Results and analysis:
(1) The advantage is that the problem is solved by using the circular linked list without head nodes. (2) Disadvantages: the code is cumbersome. (3) Time complexity: O (mn) analysis: the linked list should be traversed from 1 to m every time, and each number needs to be output, that is, n times. (4) Spatial complexity O (n)

Experience

1. Re learn C language and improve the understanding of the structure of C language.
2. Realize the data structure through the structure.
3. For the sequential list, you can create a simple structure through the array, while for the linked list, you must make < malloc h> The malloc function under the header file creates a node and creates a linked list through the pointer of the node.

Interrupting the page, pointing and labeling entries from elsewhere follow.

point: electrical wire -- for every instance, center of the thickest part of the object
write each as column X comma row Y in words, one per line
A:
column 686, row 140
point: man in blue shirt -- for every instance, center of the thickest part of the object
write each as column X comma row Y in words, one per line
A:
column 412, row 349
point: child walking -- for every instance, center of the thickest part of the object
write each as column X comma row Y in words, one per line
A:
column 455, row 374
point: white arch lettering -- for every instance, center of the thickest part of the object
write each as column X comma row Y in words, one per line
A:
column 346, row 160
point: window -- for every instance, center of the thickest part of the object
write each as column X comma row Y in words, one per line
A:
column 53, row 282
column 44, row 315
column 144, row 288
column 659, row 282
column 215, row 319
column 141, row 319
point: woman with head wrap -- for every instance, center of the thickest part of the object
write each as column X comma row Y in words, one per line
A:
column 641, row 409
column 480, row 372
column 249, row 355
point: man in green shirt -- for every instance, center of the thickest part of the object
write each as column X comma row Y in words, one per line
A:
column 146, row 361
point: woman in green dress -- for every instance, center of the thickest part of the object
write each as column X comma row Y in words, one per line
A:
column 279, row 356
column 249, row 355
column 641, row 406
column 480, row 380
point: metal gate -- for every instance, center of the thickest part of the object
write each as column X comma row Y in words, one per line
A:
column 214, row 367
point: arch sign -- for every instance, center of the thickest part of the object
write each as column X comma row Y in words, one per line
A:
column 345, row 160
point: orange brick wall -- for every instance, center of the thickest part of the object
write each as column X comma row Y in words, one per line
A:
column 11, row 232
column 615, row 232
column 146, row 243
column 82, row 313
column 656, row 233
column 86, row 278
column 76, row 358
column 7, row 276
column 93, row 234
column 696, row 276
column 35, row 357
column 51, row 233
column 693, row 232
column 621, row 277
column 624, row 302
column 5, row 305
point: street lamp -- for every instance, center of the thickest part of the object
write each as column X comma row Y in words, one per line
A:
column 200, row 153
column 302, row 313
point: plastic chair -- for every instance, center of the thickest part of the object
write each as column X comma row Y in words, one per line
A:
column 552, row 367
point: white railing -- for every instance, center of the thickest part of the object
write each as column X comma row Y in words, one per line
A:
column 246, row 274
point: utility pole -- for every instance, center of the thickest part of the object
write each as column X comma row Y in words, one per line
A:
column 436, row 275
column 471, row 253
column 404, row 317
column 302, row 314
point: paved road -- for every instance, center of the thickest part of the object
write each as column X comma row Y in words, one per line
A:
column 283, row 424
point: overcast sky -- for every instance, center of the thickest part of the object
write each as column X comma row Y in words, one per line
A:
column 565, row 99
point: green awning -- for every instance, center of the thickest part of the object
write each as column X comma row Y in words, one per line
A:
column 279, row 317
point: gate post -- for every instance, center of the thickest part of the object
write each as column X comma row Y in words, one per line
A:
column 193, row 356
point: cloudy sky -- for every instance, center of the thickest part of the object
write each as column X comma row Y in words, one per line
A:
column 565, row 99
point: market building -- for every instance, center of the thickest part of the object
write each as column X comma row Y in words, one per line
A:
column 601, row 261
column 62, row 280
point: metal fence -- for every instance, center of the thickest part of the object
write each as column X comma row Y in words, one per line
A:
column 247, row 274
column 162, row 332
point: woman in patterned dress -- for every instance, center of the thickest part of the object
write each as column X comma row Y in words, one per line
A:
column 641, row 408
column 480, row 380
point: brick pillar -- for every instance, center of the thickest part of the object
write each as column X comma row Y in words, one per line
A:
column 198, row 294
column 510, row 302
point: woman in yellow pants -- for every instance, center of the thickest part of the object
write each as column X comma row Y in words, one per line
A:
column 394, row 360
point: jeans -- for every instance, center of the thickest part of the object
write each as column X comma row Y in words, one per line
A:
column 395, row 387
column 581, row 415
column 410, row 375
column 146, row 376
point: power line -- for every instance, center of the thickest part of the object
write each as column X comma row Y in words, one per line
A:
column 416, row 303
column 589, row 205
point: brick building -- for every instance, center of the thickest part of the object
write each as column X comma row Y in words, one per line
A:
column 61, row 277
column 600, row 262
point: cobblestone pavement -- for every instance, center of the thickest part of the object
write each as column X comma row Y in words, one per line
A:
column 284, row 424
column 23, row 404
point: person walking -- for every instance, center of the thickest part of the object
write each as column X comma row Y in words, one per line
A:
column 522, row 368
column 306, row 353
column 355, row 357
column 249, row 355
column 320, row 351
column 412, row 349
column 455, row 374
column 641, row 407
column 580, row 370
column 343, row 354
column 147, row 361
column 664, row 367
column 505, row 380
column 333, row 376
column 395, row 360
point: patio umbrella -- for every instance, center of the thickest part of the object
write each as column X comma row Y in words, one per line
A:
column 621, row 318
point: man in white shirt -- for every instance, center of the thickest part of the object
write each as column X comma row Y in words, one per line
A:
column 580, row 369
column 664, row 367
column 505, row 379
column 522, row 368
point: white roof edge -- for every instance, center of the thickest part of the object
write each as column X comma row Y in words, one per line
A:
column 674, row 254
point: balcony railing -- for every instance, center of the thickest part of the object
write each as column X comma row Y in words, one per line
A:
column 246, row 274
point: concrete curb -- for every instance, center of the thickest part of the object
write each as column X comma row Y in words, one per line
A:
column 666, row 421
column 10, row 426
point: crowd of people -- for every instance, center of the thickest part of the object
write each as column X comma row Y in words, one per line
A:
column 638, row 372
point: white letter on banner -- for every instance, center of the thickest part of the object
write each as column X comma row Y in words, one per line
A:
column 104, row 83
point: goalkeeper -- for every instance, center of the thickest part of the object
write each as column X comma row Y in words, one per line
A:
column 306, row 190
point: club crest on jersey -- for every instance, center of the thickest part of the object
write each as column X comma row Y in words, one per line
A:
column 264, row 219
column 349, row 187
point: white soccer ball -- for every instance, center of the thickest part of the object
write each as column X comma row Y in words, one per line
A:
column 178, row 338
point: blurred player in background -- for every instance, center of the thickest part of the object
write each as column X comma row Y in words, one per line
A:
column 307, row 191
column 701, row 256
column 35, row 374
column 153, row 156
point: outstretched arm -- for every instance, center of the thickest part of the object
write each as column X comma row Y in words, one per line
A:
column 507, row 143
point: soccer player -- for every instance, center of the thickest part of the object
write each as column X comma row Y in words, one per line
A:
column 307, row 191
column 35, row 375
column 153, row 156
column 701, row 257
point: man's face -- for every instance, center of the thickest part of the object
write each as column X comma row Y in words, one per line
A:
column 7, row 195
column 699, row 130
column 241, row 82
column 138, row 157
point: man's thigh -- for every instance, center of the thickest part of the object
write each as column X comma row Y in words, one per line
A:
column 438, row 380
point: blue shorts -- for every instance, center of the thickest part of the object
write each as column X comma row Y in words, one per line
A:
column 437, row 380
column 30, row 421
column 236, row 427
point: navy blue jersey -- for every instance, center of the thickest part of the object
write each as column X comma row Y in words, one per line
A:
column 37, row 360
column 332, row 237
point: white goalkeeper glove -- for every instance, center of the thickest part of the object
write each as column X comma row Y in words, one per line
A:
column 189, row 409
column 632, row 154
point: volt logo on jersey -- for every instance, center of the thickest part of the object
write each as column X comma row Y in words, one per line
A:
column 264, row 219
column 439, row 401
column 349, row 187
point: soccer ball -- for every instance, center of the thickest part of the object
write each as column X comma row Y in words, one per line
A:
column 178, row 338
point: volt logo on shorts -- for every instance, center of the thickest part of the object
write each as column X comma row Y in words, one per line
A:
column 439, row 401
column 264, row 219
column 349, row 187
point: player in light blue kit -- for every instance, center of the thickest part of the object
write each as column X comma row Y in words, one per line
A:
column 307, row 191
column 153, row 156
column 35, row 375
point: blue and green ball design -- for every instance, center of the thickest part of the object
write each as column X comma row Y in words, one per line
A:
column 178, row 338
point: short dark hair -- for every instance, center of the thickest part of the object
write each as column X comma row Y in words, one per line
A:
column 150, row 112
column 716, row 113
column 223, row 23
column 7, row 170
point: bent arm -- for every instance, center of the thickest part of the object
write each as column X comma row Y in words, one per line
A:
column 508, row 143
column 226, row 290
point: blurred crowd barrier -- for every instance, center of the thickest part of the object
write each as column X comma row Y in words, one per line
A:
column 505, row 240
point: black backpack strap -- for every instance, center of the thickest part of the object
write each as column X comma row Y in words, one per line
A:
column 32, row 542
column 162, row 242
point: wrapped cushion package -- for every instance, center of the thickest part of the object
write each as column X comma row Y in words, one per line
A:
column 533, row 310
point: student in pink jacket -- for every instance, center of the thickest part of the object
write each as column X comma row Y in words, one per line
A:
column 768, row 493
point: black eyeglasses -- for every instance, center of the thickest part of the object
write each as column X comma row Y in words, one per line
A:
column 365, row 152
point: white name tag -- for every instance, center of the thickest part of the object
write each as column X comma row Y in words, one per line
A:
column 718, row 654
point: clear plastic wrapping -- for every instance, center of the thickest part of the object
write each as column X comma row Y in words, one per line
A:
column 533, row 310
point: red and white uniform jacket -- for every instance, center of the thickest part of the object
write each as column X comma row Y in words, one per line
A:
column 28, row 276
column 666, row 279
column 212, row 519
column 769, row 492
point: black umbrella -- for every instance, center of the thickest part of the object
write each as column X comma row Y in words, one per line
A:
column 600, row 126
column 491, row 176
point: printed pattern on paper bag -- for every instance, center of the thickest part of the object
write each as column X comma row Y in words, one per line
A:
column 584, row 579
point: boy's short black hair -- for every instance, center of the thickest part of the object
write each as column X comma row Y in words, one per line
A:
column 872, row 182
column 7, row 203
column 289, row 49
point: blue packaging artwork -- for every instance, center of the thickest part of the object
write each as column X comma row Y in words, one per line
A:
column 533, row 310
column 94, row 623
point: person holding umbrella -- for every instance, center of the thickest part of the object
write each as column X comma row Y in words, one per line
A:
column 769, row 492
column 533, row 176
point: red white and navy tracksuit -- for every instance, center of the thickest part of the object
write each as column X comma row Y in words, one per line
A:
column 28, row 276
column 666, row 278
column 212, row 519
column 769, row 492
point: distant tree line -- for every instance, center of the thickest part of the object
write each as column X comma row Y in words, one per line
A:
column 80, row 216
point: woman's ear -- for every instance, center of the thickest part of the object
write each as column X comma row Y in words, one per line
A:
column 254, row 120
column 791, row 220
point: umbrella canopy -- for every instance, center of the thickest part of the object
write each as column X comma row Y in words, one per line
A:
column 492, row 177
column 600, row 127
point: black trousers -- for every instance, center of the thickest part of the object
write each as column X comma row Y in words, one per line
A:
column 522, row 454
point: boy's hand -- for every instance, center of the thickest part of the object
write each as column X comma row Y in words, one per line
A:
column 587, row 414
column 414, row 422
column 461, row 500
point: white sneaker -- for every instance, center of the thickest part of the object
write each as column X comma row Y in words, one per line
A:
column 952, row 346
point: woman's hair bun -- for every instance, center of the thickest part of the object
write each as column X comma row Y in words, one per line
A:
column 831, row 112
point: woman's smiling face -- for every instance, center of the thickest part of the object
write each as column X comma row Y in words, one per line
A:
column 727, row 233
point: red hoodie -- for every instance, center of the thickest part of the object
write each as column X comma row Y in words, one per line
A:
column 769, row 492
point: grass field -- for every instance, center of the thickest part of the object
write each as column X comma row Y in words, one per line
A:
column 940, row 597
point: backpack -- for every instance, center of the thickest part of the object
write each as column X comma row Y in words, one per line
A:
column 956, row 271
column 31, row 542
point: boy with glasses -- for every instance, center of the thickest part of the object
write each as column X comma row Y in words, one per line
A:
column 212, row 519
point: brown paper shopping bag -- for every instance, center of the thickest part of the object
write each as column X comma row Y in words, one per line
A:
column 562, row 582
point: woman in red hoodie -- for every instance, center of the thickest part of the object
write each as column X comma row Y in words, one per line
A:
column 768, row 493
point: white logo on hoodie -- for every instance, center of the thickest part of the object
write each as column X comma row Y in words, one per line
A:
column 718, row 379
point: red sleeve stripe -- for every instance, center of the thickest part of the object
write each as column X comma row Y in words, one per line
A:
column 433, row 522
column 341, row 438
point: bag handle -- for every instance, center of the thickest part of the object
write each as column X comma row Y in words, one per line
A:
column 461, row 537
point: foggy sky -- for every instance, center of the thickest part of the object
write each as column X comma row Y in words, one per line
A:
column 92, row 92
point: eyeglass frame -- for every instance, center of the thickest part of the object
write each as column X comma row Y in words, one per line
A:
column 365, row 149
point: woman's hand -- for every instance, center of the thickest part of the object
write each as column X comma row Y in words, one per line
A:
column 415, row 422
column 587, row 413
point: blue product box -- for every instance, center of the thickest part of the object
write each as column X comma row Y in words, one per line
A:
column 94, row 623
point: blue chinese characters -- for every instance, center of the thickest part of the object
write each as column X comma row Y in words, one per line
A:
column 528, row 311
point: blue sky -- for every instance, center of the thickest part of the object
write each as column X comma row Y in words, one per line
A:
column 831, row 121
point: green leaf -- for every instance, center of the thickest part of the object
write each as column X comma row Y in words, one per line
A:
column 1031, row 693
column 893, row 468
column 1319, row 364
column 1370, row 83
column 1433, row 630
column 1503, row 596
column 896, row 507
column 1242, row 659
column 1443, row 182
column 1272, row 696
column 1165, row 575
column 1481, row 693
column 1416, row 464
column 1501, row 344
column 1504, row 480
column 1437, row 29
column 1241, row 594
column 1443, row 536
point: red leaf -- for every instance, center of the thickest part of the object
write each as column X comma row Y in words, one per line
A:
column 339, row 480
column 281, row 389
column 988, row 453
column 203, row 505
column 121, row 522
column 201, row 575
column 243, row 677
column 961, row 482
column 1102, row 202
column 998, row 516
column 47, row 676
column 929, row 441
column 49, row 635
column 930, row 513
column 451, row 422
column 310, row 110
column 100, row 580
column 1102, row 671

4. When forming two linked lists into a linked list: you must judge whether the two linked lists are empty at the same time. For example (P! = null & & Q! = null). When one is empty, it can be directly connected to the node that is not empty.
5. The establishment and use of the circular linked list: connect the last node with the first source node, and judge whether the circular linked list is empty by counting.